Eu estava em casa, no Cosme Velho, terminando de arrumar a sala pra ver o jogo do Brasil, quando uma amiga jornalista me ligou direto da redação da O Globo. “Liga o videocast da Maria Fortuna agora, que a Cláudia Raia botou tudo na mesa.” Larguei o controle remoto, sentei na poltrona e dei o play. Quando a coisa promete assim, o jogo espera.

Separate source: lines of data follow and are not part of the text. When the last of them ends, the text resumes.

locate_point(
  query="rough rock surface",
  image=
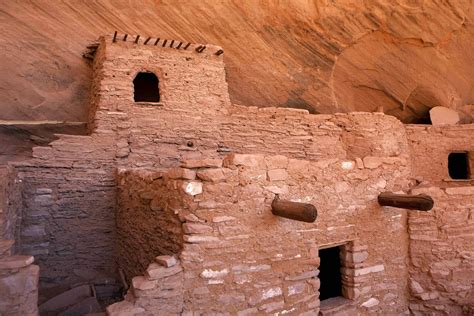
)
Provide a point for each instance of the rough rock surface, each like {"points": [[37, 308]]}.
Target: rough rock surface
{"points": [[326, 56]]}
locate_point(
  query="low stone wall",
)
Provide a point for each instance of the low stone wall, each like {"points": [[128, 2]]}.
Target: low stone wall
{"points": [[239, 258], [146, 220], [69, 198], [11, 204], [442, 252]]}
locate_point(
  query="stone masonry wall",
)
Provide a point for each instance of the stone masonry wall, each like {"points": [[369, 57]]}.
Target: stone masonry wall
{"points": [[69, 199], [147, 225], [196, 120], [431, 145], [18, 276], [239, 258], [11, 204], [442, 240]]}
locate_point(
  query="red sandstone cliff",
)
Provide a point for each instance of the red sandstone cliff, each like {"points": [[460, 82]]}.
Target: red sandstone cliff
{"points": [[326, 56]]}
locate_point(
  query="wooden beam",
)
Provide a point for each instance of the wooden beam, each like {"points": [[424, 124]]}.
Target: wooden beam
{"points": [[303, 212], [421, 202]]}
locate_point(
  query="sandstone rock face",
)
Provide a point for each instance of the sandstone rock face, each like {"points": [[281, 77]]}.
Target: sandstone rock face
{"points": [[440, 115], [324, 56]]}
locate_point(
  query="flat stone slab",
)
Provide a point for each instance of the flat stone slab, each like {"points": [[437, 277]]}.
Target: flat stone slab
{"points": [[16, 262], [87, 306]]}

E não é que a Cláudia abriu o coração de um jeito que pouca gente desse meio tem coragem? A atriz assumiu que se arrependeu de ter feito campanha pro Fernando Collor em 1989, aquela época em que ele a chamava de “pé de coelho” e ela aparecia nos comerciais pedindo voto. Hoje ela canta outra: “Eu votei no Lula, me posiciono, só não quero fazer da minha vida um palanque.” E quando perguntaram de que lado ela está, a resposta veio sem tremer: “Eu sou esquerda. Sou centro-esquerda, esquerda.”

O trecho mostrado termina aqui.